# Creep Cringle Manor 2011



## Creep Cringle (Jun 23, 2009)

Just up loaded what ever pics I had from last years haunt. Unfortunately I don't have many, the video we shot was unable to download and I was more concerned with completing the haunt than taking pictures. Then the snow we got threw everything for a loop. Enjoy and please feel free to comment. http://www.hauntforum.com/album.php?albumid=1180


----------



## RoxyBlue (Oct 6, 2008)

I like the shot of the blucky looking down the incomplete tunnel The pipe organ and the Man Behind the Mirror are really nice additions to the haunt.

You mom makes a lovely fortune teller.


----------



## Creep Cringle (Jun 23, 2009)

Thanx Roxy! The Tunnel was a big hit. We had creepy fabric hanging at different heights, cob webs, black lights, a flying ghost, laser lights, strobe lights, smoke and the air cannon for a final touch. It was a total attack on the senses.

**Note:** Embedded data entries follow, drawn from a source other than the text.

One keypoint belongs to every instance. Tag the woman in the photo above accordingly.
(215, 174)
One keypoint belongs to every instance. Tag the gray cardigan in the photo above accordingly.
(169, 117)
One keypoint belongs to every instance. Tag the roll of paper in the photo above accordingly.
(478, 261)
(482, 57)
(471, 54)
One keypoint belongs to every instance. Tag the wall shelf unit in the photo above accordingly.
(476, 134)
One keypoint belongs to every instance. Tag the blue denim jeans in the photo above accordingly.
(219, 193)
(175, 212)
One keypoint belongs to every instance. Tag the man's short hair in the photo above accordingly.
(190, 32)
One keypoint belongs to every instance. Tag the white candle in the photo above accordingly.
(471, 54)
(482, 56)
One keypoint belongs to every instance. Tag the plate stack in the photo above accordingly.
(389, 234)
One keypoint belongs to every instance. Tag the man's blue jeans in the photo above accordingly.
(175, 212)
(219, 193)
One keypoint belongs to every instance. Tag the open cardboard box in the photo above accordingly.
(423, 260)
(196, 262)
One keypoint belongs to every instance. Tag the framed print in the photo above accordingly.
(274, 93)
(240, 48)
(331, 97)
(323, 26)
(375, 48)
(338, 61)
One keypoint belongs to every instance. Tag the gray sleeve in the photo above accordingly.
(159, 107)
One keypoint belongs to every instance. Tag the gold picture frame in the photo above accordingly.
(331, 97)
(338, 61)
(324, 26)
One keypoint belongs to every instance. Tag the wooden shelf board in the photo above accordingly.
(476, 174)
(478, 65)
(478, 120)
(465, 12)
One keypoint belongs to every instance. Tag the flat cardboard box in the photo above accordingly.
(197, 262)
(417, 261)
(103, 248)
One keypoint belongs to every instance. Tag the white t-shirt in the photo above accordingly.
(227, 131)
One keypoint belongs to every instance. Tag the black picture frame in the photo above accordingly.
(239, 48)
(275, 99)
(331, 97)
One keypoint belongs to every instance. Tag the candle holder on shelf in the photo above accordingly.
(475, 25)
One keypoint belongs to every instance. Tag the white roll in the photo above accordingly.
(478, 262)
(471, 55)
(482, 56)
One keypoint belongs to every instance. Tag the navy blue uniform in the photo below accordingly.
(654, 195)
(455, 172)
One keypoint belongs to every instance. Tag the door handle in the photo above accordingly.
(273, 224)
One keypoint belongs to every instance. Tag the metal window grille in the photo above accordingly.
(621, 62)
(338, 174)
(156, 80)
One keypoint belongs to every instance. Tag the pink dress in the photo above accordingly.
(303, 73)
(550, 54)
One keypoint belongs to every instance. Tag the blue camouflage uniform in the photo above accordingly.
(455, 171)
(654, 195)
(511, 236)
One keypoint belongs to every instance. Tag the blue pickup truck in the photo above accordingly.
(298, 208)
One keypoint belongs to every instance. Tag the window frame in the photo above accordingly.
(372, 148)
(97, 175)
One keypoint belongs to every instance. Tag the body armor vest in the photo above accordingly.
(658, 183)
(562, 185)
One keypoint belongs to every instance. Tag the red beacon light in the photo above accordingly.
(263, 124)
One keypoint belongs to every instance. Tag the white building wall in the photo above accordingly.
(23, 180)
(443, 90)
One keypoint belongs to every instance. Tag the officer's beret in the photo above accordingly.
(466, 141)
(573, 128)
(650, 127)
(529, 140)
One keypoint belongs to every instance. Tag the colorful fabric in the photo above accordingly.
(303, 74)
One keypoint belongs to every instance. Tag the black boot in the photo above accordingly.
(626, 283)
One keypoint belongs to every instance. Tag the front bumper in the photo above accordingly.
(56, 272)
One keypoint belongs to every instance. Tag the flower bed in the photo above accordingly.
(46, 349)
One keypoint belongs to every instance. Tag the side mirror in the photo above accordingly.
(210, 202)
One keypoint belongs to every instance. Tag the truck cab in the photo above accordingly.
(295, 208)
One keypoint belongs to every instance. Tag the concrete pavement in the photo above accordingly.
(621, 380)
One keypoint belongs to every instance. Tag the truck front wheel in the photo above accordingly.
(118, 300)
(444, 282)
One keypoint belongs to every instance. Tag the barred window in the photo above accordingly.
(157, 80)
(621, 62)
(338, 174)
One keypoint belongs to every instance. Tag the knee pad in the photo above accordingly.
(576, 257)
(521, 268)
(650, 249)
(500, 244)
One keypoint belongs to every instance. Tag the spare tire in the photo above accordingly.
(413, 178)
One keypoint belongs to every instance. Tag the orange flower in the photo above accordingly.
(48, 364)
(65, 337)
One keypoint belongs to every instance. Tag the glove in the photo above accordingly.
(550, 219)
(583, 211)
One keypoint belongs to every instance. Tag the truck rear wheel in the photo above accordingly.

Oh almost forgot we had actors hiding in there for an extra scare or to help usher out those that were too terrified to make it through. 
The wolf in the mirror didn't get the attention it deserved, bad placement in the haunt. It's mirror film over plexi with a hidden box for the wolf, he's only visable when the light inside is lit, I have it rigged to turn on by remote but very few people were focused on it because of everything else that was in that hallway.


----------



## MapThePlanet (Nov 12, 2010)

Looks cool! Makes me want to expand a bit this year


----------



## Hairazor (Mar 13, 2012)

Very creepy indeed!


----------



## Troll Wizard (May 3, 2012)

Great pics, really like the pipe organ!


----------



## CreeepyCathy (Mar 28, 2009)

wow! fantastic job on everything! Especially love the fence.


----------



## Duchess (Feb 27, 2012)

Great pictures. Good job!

G L


----------



## Creep Cringle (Jun 23, 2009)

I always feel like I'm letting the forum down by not getting any good night shots of the whole walk. I'm trying to find the clip of the video I used for the introduction. It was a bit long for me after a while of listening to it over and over but it was great for getting the tot's prepared for the haunt.


----------



## graveyardmaster (May 14, 2012)

wow creep cringle,your pictures are awesome!! love the fence and the pipe organ,thanks for sharing!!


----------



## Creep Cringle (Jun 23, 2009)

*Intro to Creep Cringle Manor*

I finally found the intro/rules video that I played at the start of the spook walk last year. I would have small groups enter through the garage that was dark and lined with shipping panels and cobwebs. once the group had settled in I would trigger the video, when it was over I would pop out of a hidden doorway and lead them through the next part of the haunt.
Sorry it's the unedited version.
Anyway.....Hope you enjoy.


----------



## scarrycher (May 30, 2012)

pretty cool mr. cringle or do you prefer creep? Either way I like!


----------



## Spooky1 (Aug 25, 2008)

Nice work on the pipe organ. Does anyone play it while folks are walking through?


----------



## Creep Cringle (Jun 23, 2009)

Thank you all for your comments.

Spooky... I had a wire wireless outdoor speaker playing a loop of creepy organ music and just had the skelly sitting there. I keep thinking of rigging it so the keys move on their own but some how I never get around to it.


----------